On Thu, 25 Feb 2021 17:24:48 +0200
Tariq Toukan <[email protected]> wrote:
> > Hi,
> >
> > Issue still reproduces. Even in GA kernel.
> > It is always preceded by some other lockdep warning.
> >
> > So to get the reproduction:
> > - First, have any lockdep issue.
> > - Then, open bond interface.
> >
> > Any idea what could it be?
> >
> > We'll share any new info as soon as we have it.

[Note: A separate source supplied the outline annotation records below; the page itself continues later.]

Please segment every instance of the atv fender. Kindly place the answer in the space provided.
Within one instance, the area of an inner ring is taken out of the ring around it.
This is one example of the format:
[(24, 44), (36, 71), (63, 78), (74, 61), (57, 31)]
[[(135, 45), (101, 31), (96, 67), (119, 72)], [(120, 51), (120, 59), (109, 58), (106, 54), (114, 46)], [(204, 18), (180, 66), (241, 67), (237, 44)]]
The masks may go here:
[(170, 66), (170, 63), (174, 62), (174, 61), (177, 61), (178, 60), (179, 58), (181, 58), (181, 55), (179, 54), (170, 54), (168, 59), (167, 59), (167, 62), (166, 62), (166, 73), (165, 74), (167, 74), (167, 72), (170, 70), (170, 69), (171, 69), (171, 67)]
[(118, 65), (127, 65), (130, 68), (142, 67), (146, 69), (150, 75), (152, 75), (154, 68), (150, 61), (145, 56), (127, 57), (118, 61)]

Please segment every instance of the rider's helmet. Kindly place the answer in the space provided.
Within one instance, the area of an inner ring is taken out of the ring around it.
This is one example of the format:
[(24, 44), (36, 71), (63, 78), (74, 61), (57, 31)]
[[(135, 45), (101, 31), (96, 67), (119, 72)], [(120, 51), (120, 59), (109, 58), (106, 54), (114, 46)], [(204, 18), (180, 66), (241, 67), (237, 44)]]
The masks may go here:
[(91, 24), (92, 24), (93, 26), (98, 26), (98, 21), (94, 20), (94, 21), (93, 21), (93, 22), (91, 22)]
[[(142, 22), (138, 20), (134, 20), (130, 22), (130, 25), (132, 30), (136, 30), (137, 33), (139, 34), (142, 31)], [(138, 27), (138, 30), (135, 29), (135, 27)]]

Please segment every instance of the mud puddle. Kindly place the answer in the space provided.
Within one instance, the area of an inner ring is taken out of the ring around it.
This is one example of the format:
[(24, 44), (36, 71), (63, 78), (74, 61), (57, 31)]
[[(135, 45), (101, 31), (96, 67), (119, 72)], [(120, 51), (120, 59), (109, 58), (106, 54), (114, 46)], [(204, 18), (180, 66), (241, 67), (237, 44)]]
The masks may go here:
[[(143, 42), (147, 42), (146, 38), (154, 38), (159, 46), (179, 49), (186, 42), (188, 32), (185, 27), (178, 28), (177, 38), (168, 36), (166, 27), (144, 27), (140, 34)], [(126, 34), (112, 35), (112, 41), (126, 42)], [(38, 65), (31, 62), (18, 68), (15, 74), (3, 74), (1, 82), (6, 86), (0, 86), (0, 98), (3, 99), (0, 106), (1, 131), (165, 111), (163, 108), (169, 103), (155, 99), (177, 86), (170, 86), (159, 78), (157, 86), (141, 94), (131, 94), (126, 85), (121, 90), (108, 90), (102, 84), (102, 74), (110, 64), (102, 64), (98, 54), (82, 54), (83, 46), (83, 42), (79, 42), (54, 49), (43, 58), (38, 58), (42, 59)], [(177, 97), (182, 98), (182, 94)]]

Looks like you are triggering:
int bond_update_slave_arr(struct bonding *bond, struct slave *skipslave)
{
struct bond_up_slave *usable_slaves = NULL, *all_slaves = NULL;
struct slave *slave;
struct list_head *iter;
int agg_id = 0;
int ret = 0;
#ifdef CONFIG_LOCKDEP
WARN_ON(lockdep_is_held(&bond->mode_lock));
#endif
And the below commit made lockdep_is_held() always return true if lockdep
has been previously triggered. That is, if you had a lockdep splat earlier,
then lockdep_is_held() will always return true, and this WARN_ON() will
always trigger.
Peter,
Perhaps we should not have this part of your patch:
@@ -5056,13 +5081,13 @@ noinstr int lock_is_held_type(const struct lockdep_map
*lock, int read)
unsigned long flags;
int ret = 0;
- if (unlikely(current->lockdep_recursion))
+ if (unlikely(!lockdep_enabled()))
return 1; /* avoid false negative lockdep_assert_held() */
raw_local_irq_save(flags);
check_flags(flags);
Because that changes how lock_is_held_type() behaves, and it will return
true if there's been an earlier lockdep splat, and any code that has
something like the above is going to fail.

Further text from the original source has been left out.